サンフランシスコ・クロニカル 3月31日付

(解説)

 米国でのガソリン価格は最高値を記録した昨夏以降、ガロンあたり1ドル台に値を戻すなど、大幅に下がった。なにしろ高い時期の1ガロン4ドル50セントといえば、私がアメリカに来た当初の10年前と比べてほぼ4倍近い価格。ガソリンをがぶ飲みするアメ車、日本と比べて長距離を走らざるを得ない地理的条件などを加味すると、ドライバーにとっては相当な痛手だった。

 春先に来て少しじりじりと再び値上がりの様子を見せてはいるが、それでもサンフランシスコ近郊ではガロン2ドル20セント前後と、1年前と比べたらまだまだ安い。以前のようにガス代を気にせず運転する人が増えたのかと思いきや、ガソリン需要は一向に上向いてこないという。

 エネルギーアナリストは、ガソリン価格の下落がアメリカ人のかつての行動、つまり、SUVなどのガソリンがぶ飲み車を買い、ガス代など気にせずどんどん運転する行為、を再び引き起こすのかどうかを確かめている。

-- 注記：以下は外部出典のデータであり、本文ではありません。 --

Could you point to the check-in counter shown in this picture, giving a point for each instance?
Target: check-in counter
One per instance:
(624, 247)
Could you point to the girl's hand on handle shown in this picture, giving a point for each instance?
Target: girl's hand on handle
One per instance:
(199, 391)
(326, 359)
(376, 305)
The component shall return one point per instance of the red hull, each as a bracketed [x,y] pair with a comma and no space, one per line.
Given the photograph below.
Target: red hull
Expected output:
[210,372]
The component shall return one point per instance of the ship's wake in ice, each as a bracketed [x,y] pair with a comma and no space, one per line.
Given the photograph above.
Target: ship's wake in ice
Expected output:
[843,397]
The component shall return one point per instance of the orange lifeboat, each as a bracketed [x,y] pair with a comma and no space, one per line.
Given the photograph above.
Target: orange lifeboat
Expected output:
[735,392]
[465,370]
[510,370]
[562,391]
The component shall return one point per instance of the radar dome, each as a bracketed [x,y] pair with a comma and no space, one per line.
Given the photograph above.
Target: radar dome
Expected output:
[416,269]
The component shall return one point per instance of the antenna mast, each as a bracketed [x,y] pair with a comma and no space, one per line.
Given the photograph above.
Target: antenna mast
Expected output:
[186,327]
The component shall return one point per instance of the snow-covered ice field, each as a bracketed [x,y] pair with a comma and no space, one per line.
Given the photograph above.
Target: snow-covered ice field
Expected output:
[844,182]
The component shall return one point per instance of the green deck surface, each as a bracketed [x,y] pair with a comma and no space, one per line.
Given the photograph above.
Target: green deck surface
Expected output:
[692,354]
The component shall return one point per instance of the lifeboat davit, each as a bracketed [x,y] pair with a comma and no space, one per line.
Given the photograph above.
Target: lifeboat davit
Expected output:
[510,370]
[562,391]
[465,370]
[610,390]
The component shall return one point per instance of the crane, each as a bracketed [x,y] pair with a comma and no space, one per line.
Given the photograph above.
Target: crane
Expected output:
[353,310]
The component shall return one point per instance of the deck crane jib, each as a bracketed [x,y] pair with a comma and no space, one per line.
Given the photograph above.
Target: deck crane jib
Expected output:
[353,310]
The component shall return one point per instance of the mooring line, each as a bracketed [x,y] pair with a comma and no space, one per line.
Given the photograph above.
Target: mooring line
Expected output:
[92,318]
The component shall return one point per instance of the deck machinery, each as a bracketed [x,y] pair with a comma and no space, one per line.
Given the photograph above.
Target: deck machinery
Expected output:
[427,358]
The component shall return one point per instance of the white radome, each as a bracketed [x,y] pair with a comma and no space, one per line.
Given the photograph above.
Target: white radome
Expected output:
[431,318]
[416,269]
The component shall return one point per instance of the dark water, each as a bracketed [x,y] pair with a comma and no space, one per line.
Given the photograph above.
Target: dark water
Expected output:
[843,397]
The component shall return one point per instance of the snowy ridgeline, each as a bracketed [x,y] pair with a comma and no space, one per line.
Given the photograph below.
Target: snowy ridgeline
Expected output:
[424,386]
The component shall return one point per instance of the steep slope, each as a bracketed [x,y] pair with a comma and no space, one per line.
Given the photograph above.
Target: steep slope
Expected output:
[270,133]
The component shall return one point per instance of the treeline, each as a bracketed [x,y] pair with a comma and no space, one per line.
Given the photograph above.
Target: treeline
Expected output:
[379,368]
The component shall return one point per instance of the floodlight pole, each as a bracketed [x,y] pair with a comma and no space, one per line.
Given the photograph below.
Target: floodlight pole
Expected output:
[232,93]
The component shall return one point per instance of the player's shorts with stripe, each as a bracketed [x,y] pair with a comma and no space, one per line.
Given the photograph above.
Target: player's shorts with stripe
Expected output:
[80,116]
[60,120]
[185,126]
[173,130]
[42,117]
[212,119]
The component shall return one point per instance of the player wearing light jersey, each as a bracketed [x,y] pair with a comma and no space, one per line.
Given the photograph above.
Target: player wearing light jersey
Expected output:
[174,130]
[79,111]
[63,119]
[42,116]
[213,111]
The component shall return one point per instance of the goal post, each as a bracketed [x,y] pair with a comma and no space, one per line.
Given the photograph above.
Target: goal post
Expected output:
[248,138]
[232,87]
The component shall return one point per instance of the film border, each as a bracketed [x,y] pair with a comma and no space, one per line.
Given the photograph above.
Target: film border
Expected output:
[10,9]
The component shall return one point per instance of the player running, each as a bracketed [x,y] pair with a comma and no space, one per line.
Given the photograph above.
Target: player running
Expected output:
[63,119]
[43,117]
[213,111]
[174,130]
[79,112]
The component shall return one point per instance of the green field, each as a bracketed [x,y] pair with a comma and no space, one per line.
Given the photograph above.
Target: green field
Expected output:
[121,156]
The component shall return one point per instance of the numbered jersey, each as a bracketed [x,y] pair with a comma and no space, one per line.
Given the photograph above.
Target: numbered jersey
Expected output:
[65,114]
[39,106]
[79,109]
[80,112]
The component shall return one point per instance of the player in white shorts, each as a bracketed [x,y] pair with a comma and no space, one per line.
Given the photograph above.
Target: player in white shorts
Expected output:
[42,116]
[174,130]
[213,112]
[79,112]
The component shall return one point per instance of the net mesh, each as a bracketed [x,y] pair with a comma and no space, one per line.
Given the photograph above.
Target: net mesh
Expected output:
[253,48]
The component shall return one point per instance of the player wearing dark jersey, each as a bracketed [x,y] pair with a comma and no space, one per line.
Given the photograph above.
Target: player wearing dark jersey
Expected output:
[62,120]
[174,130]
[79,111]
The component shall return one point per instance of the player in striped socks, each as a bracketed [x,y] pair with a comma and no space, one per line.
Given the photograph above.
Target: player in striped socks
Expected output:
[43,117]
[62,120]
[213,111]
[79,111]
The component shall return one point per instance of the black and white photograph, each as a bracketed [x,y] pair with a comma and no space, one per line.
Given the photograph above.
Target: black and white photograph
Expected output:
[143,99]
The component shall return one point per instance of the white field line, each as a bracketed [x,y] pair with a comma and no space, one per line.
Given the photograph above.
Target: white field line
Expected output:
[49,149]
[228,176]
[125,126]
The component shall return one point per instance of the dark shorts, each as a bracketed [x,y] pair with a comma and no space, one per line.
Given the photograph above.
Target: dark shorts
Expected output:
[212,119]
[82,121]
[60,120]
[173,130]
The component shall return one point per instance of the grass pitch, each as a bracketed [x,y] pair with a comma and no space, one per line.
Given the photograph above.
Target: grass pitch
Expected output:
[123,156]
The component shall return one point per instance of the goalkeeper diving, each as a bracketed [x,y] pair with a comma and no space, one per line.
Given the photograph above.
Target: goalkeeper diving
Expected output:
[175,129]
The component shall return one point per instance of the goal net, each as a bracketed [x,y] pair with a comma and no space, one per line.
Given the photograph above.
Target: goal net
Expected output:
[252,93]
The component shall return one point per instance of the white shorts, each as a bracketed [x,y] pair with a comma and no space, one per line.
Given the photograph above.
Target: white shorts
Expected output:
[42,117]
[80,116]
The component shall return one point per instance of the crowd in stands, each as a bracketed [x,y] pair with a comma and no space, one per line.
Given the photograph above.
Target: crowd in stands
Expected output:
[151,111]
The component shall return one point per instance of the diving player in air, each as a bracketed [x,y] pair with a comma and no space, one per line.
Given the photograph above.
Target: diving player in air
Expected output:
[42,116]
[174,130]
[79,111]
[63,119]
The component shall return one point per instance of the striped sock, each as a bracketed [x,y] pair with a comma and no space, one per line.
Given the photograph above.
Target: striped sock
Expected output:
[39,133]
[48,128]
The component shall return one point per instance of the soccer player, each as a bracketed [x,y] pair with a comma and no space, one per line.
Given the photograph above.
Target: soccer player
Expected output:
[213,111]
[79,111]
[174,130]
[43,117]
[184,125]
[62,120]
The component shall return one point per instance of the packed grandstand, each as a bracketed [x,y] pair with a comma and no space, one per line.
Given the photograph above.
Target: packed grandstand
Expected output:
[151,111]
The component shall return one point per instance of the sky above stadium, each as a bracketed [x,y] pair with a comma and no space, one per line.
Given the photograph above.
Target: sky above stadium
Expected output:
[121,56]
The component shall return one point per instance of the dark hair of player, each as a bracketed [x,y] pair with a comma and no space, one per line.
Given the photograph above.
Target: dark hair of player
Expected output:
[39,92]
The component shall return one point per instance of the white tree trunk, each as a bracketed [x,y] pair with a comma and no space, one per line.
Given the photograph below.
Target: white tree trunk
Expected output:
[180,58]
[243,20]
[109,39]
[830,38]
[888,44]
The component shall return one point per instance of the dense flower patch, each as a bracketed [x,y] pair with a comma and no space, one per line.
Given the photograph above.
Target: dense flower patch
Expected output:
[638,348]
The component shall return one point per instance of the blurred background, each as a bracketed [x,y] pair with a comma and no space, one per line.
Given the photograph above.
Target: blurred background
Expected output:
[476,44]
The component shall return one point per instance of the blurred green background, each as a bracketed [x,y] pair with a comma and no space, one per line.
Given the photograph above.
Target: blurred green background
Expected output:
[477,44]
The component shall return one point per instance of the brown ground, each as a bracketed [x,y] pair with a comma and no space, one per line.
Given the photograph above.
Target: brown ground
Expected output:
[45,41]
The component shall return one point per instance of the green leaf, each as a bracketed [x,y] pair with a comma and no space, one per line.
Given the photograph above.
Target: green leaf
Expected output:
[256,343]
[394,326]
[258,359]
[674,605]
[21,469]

 カリフォルニアから全米に目を移すと、ガソリン販売は横ばいとなっているようだ。エネルギー省の調べによると、2008年は前年比2.2%の落ち込みを記録したものの、直近のデータでは同0.4%の減少にとどまっている。ただ、これがいつの日のことなのかは公開されていないから、落ち込みが止まったことを裏付けるためには、もう少し待つ必要がありそうだ。

 この先、ガソリン価格がどう動いていくのかが消費者にとっては一番気がかりな部分。再び上がるのか、下がるのか、このままの水準で行くのか。それによって生活に受ける影響はかなり違ったものになる。人々の関心もそこにあり、多くはすぐに再上昇が始まると思っているようだ。

 オイル価格情報センターのアナリストを務めるトム・クローザ氏は、次のガソリン高騰が来るとしたら、それはオバマ政権の任期が切れる4年後だと予想する。不況が続いている間にはガソリン販売量は増えないから価格も上昇しない。だが、現政権の経済対策が功を奏して景気が回復を始める4年後あたりに人々が将来に希望を持ち始めると、需給バランスから再び上昇に転じるとの見方だ。

 ただ、例えそうなったとしても、ここ1─2年で記録したような高騰はしないだろうと予測する。ハイブリッドカーに代表される低燃費車がだいぶ出回り始めているし、政府の低燃費規制から自動車メーカーもさらに燃費のよい車を作る方向に動いているためだ。

 アメリカ在住者の一人として言わせてもらえば、そうあって欲しいと願う。食費よりも多くの出費をガソリン代に充てなくてはならない生活はもうこりごりだ。